Imperial Tobacco’s cigarette volume during the year to the end of September, at 292.5 billion, was down by 3.2 per cent on the volume recorded during the year to September 30, 2011: 302.1 billion.
During the same period, fine-cut volume, calculated in cigarette stick equivalents, was increased by 0.4 per cent, from 43.9 billion to 44.1 billion.
And total cigarette and fine-cut stick equivalent volume was down by 2.7 per cent, from 346.0 billion to 336.6 billion.
Looking regionally, cigarette volume was down in the UK, by 2.6 per cent to 18.7 billion; down in Germany by 3.4 per cent to 22.6 billion; down in Spain by 10.1 per cent to 18.7 billion; down in the ‘Rest of Europe’ by 7.6 per cent to 53.4 billion; down in the Americas by 16.3 per cent to 10.3 billion; and up in the ‘Rest of the world’ by 0.1 per cent to 168.8 billion.
Fine-cut volume in stick equivalents was up in the UK, by 3.1 per cent to 6.6 billion; up in Germany by 6.8 per cent to 9.4 billion; up in Spain by 10.0 per cent to 3.3 billion; up in the rest of the world by 11.1 per cent to 3.0 billion; unchanged in the Americas at 0.5 billion; and down in the rest of Europe by 5.3 per cent to 21.3 billion.
Total volume was down in the UK by 1.2 per cent to 25.3 billion; down in Germany by 0.6 per cent to 32.0 billion; down in Spain by 7.6 per cent to 22.0 billion; down in the rest of Europe by 7.0 per cent to 74.7 billion; down in the Americas by 15.6 per cent to 10.8 billion; and up in the rest of the world by 0.3 per cent to 171.8 billion.
In the year to the end of September, Imperial’s cigarette market shares improved on those of the year to the end of September 2011 in Algeria, Austria, Greece, Portugal, Turkey and Vietnam; and its fine-cut shares improved in Australia, Belgium, Germany and Spain.
In her overview of the business, chief executive, Alison Cooper, said Imperial, over the past two years, had made great progress in shifting its strategic focus so as to put consumers at the heart of its business and drive organic sales growth.

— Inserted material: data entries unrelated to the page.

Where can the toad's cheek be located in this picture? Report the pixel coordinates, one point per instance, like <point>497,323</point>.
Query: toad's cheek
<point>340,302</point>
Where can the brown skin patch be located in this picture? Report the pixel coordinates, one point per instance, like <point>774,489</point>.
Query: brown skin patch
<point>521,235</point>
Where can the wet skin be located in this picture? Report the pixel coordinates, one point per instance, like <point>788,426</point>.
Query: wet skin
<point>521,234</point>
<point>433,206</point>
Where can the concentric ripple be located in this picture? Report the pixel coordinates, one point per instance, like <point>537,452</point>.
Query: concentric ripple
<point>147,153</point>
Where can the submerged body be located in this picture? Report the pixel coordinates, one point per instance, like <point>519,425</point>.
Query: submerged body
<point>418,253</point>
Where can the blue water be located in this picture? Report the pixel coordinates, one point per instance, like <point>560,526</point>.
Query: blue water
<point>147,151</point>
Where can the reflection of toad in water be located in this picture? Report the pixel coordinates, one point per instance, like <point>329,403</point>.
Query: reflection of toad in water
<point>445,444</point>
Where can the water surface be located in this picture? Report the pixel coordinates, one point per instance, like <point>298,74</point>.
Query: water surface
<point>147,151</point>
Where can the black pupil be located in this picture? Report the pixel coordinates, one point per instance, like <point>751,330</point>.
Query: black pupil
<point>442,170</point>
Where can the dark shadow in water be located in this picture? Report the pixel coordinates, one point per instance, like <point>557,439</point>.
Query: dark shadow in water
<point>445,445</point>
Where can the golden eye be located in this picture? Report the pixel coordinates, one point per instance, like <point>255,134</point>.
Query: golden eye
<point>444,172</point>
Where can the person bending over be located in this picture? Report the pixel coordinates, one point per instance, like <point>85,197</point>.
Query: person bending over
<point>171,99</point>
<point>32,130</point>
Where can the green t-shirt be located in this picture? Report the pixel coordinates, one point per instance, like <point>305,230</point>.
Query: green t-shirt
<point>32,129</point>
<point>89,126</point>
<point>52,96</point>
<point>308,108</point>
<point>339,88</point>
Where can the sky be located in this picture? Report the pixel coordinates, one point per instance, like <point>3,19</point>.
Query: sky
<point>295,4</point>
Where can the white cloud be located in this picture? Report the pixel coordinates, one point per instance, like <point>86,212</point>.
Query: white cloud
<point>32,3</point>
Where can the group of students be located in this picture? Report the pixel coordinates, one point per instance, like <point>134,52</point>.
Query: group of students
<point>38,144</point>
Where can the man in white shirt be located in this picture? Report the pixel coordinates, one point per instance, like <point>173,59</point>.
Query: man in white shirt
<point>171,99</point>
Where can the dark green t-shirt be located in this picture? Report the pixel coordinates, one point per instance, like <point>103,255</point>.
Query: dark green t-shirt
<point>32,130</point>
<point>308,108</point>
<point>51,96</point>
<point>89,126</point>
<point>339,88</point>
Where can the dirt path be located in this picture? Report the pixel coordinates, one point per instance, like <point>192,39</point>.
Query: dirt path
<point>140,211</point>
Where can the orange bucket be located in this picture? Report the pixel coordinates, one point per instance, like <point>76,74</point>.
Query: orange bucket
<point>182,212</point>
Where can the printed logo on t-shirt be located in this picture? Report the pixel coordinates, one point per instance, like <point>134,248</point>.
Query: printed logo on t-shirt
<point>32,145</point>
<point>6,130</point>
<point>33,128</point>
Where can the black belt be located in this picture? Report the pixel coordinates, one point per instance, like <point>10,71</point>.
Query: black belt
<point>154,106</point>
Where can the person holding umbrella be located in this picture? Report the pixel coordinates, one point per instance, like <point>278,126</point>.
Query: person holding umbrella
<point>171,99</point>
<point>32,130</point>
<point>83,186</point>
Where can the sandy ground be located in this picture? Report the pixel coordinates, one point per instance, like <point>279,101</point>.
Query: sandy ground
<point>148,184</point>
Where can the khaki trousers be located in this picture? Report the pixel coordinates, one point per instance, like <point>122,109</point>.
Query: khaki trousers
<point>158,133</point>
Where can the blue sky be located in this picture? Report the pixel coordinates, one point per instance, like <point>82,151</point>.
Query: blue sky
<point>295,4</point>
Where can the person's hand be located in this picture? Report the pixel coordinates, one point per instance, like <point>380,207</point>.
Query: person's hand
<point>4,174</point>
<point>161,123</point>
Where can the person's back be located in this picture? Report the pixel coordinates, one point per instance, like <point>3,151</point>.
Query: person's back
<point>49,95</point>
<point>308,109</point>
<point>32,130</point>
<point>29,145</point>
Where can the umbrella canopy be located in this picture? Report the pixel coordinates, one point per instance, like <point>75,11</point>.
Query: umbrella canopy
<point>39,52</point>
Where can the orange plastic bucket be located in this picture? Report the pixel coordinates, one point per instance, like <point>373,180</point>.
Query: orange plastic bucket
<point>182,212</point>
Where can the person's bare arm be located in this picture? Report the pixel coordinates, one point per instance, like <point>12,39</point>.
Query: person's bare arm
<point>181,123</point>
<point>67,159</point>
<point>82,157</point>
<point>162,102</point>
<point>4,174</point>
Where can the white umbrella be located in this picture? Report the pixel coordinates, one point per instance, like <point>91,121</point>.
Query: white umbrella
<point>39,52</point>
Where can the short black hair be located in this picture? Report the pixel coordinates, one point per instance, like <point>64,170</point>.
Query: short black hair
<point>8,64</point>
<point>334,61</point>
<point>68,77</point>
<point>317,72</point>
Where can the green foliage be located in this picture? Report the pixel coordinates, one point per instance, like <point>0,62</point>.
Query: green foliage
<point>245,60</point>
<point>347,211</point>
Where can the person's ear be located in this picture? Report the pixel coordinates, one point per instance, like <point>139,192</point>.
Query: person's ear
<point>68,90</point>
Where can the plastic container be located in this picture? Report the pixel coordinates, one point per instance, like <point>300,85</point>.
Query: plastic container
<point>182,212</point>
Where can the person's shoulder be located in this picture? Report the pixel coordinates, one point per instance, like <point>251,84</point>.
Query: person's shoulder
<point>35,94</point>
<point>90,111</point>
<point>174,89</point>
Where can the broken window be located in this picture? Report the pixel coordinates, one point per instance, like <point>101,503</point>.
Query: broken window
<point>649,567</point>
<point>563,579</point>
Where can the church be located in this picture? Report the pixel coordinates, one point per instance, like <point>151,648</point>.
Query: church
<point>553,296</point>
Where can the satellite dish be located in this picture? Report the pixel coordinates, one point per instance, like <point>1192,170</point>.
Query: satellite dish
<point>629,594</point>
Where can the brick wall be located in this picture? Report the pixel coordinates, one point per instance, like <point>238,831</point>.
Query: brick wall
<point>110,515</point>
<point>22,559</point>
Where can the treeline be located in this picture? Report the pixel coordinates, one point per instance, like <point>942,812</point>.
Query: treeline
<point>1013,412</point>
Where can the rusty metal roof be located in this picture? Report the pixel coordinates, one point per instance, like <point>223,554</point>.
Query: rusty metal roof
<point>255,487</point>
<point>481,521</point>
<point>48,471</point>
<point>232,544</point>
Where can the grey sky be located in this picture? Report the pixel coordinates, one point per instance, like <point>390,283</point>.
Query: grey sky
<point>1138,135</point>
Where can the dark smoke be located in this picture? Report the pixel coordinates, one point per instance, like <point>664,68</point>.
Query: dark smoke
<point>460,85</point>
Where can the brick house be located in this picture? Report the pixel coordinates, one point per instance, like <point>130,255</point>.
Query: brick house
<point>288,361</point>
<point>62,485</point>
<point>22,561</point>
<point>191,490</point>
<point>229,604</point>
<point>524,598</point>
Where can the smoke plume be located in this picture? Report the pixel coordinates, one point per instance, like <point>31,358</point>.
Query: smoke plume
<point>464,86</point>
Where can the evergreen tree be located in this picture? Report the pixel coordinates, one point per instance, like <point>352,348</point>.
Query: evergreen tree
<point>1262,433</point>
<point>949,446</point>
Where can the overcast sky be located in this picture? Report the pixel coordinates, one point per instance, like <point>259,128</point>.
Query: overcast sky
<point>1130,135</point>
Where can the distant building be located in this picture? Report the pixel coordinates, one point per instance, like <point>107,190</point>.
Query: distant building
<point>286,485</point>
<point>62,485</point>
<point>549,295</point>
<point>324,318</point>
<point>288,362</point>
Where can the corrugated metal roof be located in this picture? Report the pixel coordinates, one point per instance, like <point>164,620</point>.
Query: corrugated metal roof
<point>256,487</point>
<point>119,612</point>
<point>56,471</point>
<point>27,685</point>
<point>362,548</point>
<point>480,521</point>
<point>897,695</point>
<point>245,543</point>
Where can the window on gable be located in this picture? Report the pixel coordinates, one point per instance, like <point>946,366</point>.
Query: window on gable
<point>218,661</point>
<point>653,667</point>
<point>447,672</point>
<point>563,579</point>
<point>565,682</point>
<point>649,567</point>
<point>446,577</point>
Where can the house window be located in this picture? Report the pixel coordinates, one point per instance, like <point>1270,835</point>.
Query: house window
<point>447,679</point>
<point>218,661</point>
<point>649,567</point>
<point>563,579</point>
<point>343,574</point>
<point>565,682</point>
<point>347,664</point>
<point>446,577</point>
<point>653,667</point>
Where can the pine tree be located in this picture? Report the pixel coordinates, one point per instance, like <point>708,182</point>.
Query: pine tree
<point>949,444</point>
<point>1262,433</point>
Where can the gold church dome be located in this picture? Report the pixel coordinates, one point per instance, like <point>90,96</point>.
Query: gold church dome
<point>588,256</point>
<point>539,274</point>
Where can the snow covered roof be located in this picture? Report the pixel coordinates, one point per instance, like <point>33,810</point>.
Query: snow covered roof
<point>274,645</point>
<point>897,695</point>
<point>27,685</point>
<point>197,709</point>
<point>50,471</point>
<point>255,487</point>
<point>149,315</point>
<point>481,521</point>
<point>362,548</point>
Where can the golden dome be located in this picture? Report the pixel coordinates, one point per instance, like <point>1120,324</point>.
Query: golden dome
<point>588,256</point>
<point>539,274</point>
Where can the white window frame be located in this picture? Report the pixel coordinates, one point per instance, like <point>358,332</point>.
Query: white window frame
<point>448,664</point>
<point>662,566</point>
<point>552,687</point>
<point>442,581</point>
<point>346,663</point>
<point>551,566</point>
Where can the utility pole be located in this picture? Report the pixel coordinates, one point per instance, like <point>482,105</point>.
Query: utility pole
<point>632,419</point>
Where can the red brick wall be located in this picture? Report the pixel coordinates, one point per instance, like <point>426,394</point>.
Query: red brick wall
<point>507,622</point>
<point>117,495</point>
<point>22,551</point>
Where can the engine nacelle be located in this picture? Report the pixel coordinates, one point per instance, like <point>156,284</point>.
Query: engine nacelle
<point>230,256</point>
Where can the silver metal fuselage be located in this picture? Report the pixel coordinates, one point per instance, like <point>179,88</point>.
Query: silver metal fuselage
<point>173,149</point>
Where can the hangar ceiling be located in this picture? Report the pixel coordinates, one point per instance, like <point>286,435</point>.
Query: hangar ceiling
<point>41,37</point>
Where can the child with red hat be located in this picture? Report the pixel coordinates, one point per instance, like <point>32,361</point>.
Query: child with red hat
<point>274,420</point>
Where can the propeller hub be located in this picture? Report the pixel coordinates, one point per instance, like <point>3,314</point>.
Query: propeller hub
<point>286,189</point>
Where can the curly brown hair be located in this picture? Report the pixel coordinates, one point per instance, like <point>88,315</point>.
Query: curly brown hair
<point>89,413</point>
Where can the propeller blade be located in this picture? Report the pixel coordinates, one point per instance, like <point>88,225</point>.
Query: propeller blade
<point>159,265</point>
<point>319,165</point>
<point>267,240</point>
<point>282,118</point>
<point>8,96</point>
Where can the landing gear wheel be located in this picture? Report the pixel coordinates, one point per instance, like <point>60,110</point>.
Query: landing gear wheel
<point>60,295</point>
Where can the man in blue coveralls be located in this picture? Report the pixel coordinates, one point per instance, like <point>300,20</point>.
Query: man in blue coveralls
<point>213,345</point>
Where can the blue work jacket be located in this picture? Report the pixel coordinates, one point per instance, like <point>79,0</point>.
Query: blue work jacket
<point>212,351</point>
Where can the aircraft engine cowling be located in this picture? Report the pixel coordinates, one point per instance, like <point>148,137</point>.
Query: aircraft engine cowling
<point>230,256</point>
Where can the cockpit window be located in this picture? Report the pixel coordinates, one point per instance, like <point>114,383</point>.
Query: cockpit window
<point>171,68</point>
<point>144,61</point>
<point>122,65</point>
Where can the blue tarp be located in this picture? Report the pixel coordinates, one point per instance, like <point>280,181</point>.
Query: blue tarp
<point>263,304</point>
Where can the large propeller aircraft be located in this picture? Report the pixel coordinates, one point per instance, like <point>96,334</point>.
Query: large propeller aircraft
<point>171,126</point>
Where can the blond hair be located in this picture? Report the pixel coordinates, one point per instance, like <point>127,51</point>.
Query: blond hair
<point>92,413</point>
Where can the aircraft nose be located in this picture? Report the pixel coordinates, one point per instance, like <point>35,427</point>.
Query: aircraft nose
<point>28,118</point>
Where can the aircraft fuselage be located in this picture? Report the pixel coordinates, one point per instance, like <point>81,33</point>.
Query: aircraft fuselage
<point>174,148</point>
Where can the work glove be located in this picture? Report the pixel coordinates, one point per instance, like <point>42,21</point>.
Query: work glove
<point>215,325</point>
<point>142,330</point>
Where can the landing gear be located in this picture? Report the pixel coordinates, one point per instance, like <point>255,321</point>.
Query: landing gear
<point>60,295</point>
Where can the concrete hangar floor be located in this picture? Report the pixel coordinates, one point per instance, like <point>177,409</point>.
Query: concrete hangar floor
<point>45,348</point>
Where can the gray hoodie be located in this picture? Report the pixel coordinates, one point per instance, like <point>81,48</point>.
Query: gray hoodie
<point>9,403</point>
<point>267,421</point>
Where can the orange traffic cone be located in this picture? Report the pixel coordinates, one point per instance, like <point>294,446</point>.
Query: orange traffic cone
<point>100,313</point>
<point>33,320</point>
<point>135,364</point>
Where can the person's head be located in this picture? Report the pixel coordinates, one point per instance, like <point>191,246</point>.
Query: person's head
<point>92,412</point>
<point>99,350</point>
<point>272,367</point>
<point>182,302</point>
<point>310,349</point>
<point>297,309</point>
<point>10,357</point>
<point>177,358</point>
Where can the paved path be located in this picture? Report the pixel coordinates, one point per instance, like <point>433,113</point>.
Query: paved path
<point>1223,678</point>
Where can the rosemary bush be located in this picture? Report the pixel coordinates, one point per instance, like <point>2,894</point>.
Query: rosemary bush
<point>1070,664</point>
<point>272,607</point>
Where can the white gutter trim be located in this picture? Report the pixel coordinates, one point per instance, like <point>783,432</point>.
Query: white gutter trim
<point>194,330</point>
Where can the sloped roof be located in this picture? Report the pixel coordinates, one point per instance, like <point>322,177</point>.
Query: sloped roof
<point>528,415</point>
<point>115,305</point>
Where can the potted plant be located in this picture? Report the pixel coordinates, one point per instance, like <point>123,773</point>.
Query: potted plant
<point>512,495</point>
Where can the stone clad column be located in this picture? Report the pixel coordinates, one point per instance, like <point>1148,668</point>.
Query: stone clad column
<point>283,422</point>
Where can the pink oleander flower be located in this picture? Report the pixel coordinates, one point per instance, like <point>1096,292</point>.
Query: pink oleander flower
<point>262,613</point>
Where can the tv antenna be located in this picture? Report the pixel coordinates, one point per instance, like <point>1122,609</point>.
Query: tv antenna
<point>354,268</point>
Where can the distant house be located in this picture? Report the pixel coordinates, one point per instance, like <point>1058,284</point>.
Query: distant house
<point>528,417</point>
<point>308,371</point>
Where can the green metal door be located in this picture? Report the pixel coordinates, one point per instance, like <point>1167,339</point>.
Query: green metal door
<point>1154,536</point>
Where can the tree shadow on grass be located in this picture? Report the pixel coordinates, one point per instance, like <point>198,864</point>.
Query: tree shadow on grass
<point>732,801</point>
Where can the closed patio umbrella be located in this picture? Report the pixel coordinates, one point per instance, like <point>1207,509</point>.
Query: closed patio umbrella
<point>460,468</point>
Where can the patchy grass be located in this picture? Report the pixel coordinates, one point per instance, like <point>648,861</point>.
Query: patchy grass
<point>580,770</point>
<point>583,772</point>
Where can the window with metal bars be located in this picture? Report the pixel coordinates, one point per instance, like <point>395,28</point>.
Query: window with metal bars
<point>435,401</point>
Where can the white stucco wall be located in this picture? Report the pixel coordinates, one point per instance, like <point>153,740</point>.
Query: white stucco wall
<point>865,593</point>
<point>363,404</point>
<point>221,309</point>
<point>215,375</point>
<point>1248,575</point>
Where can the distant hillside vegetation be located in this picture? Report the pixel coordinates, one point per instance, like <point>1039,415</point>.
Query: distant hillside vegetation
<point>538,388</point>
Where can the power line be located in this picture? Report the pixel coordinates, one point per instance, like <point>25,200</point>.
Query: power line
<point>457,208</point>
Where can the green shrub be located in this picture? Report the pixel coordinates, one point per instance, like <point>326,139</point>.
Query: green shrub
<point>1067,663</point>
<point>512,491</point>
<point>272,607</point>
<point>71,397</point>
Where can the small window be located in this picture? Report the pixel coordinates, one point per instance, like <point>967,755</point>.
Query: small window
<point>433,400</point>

‘It’s been a rapid transition and we’re pleased with the progress we’re making, generating quality growth from quality brands to drive sustainable returns,’ she said.
‘Our success is built around a differentiated approach that’s focused on applying our understanding of consumer motivations to realise the potential of our portfolio and offer consumers the best tobacco experiences.
‘The response from our people to these changes has been remarkable; a united focus on sales, on building total tobacco brands and on consistently applying our four sales growth drivers of portfolio management, innovation, pricing and customer engagement to deliver high quality sustainable growth.’
Cooper went on to say that Imperial’s key strategic brands, Davidoff, Gauloises Blondes, West and JPS had delivered volume growth of seven per cent and net revenue growth of 13 per cent.
‘Our fine cut tobacco volumes were stable, with net revenues up by 13 per cent,’ she said. ‘We delivered further strong results from premium cigars growing volumes by 11 per cent and revenues by 10 per cent and grew Scandinavian snus volumes by 53 per cent and net revenues by 46 per cent.’
Meanwhile, chairman, Iain Napier, said Imperial had made further good progress this year, growing sales while effectively managing its costs and cash flows.
‘We grew total adjusted operating profits by four per cent and delivered eight per cent adjusted earnings per share growth to 201.0 pence,’ he said. ‘Reported earnings per share were 68.1 pence (2011: 177.3 pence), reflecting the write down of our Spanish goodwill, as a result of the deterioration in the Spanish economy.
Net revenue was up by 4.1 per cent to £7,005 million, and adjusted operating profit was up by 3.7 per cent to £2,989 million.